8. The system of claim 1, wherein the memory module is configured to:

store local optimum configurations of the set of variables for a plurality of first-level subsets and second-level subsets, and wherein the solving module is configured to:

determine a best solution among the local optimum configurations for each of the first-level subsets and the second-level subsets.

9. The system of claim 8, wherein the solving module is further configured to:

apply the best solution among the local optimum configurations for the first-level subsets to performing the second-level optimization operations on the objective function.

10. The system of claim 1, wherein the variables of the set of variables comprise discrete variables.

11. The system of claim 1, wherein the variables comprise continuous variables, and wherein the solving module is further configured to:

reinitialize the first-level and the second-level subsets by adding Gaussian noise.

12. A method comprising:

receiving an objective function that associates a set of variables with one another;

defining a first level that includes a first-order subset of the set of variables;

defining a second level that includes a second-order subset of the first-order subset;

performing an optimization operation on the objective function in the second level to generate a first result;

reinitializing the second-order subset;

performing the optimization operation on the objective function in the second level based, at least in part, on the first result and the reinitialized second-order subset to generate a second result;

comparing the first result to the second result to determine an amount by which the second result is closer than the first result to a local optimum;

if the amount is less than a threshold value, then

reinitializing the second-order subset; and

if the amount is greater than the threshold value, then

performing the optimization operation on the objective function in the first level based, at least in part, on the second result and a reinitialized first-order subset; and

determining a local optimum configuration for the objective function based, at least in part, on the optimization operation in the first-level.
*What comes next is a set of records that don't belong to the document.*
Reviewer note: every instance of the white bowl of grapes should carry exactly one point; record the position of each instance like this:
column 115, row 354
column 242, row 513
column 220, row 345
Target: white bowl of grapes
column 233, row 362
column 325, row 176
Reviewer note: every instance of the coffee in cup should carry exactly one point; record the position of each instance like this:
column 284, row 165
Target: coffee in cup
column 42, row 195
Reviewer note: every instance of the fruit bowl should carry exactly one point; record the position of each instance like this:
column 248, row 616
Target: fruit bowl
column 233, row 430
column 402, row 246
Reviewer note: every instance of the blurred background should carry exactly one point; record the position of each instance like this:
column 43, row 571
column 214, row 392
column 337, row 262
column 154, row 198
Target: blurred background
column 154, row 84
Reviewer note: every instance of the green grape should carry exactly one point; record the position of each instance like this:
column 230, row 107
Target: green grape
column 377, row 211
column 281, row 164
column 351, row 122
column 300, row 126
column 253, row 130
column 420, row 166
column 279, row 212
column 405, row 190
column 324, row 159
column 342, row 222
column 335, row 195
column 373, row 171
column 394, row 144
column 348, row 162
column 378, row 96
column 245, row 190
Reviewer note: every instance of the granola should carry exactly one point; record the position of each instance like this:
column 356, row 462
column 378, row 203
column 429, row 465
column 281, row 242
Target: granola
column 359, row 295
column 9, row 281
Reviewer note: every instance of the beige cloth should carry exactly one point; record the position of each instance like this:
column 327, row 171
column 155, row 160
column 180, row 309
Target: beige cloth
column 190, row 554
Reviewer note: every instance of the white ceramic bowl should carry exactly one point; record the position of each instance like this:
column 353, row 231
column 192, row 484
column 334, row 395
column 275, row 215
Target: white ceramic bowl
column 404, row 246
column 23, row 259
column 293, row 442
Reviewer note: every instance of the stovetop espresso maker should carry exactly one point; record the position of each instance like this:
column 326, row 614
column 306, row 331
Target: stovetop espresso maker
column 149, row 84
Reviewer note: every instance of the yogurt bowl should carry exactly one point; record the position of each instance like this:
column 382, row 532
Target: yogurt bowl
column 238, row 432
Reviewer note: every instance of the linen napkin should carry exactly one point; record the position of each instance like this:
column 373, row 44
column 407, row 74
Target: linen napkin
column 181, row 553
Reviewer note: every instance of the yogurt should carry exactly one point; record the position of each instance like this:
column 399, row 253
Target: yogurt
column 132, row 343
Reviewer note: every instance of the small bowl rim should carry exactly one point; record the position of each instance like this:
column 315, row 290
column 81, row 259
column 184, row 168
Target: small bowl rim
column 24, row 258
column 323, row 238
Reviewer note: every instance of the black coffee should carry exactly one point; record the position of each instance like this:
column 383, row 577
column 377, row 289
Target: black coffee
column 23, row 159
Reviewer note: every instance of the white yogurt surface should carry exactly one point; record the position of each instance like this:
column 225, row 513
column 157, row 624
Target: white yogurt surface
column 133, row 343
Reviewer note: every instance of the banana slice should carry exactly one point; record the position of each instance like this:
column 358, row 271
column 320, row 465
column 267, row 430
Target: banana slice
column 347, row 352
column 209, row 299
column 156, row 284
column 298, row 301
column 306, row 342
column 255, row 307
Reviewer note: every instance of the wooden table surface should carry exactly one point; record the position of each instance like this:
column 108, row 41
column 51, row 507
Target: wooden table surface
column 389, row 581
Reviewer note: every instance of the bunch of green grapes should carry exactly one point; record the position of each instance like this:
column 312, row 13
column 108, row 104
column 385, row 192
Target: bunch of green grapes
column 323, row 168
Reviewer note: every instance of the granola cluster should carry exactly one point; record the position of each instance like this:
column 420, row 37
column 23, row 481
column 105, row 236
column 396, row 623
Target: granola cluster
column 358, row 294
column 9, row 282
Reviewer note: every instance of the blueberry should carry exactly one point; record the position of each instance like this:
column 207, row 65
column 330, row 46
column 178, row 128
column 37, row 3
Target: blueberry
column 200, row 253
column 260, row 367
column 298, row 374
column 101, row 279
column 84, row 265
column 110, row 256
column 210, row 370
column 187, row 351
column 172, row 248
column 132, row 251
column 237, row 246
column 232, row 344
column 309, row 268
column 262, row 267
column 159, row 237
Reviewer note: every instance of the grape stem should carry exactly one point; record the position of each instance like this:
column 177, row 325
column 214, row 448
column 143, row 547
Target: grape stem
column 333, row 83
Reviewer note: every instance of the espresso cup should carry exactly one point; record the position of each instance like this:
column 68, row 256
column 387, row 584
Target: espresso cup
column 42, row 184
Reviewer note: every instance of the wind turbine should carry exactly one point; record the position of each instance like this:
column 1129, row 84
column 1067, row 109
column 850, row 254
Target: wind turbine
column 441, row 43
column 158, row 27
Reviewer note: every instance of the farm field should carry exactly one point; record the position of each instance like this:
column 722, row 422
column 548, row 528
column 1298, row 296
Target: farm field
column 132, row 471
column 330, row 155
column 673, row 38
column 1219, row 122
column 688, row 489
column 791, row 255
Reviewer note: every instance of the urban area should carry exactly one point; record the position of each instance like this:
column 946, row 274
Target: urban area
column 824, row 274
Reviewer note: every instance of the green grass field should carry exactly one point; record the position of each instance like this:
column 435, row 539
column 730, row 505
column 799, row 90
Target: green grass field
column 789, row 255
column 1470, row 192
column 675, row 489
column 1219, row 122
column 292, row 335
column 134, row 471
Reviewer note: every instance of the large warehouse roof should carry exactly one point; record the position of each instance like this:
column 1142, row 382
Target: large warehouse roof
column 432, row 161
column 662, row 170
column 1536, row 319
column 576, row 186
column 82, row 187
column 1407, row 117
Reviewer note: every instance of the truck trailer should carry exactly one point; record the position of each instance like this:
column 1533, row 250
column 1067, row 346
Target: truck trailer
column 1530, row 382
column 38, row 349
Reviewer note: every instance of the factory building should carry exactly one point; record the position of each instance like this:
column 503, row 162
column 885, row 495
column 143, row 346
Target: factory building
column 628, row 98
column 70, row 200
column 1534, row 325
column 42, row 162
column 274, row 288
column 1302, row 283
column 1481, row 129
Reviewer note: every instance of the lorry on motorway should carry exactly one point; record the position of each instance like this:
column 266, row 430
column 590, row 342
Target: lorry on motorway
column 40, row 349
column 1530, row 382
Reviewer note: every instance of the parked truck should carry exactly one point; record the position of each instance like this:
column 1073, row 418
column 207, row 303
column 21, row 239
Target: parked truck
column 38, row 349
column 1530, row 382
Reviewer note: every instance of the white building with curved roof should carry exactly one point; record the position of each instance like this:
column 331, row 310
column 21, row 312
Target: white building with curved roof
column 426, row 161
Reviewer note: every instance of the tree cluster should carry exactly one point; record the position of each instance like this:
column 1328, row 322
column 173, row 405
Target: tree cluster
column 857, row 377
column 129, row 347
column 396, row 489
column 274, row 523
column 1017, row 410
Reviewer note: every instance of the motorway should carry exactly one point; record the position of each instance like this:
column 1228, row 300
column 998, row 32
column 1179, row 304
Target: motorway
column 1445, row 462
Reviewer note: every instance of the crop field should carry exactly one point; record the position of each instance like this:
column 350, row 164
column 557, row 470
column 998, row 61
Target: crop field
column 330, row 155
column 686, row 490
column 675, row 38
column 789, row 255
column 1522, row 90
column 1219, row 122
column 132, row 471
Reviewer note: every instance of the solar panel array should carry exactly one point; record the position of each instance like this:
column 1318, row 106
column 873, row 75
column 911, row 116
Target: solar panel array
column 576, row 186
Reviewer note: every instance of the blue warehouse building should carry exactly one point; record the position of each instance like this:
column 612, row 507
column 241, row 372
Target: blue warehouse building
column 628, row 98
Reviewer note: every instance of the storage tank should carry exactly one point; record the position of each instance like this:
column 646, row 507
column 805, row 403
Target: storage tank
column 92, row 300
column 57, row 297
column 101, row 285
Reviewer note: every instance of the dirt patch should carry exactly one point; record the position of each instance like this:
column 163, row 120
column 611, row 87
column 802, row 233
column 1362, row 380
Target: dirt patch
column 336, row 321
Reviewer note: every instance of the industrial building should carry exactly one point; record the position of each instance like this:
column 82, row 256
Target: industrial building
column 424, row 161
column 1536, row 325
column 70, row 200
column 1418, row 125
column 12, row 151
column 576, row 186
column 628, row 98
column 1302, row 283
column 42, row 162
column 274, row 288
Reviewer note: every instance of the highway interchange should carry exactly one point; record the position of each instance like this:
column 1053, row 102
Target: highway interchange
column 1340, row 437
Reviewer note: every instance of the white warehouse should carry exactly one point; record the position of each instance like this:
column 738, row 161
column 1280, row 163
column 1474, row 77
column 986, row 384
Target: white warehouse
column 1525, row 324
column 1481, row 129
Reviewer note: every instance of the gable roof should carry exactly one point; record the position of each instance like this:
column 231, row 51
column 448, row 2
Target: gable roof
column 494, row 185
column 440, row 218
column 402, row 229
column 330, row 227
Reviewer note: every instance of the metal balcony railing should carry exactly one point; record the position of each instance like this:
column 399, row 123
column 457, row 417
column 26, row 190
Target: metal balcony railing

13. The method of claim 12, wherein the objective function includes a coupling term that defines coupling among the set of variables.

14. The method of claim 12, wherein sizes of the first-order subset and the second-order subset are unchanged during the reinitializing of the first-order subset and the second-order subset, respectively.

15. The method of claim 12, wherein the variables comprise continuous variables.

16. One or more computer-readable media storing computer-executable instructions that, when executed on one or more processors, configure a computer to perform acts comprising:

partitioning a set of variables into a hierarchy of subsets on a first level and a second level of the hierarchy;

performing optimization operations on an objective function that associates the set of variables with one another, wherein the optimization operations are performed using a reinitialized subset on a first level of the hierarchy;

performing optimization operations on the objective function using a reinitialized subset on a second level of the hierarchy; and

determining a local optimum configuration for the objective function based, at least in part, on the optimization operations.

17. The computer-readable media of claim 16, wherein the set of variables contains the subset on the second level and the subset on the second level contains the subset on the first level.

18. The computer-readable media of claim 16, wherein the acts further comprise:

randomly selecting sizes of the subsets on the first level and the second level.

19. The computer-readable media of claim 16, wherein the acts further comprise:

selecting sizes of the subsets on the first level and the second level based, at least in part, on coupling among the set of variables.

20. The computer-readable media of claim 16, wherein the optimization operation comprises simulated annealing.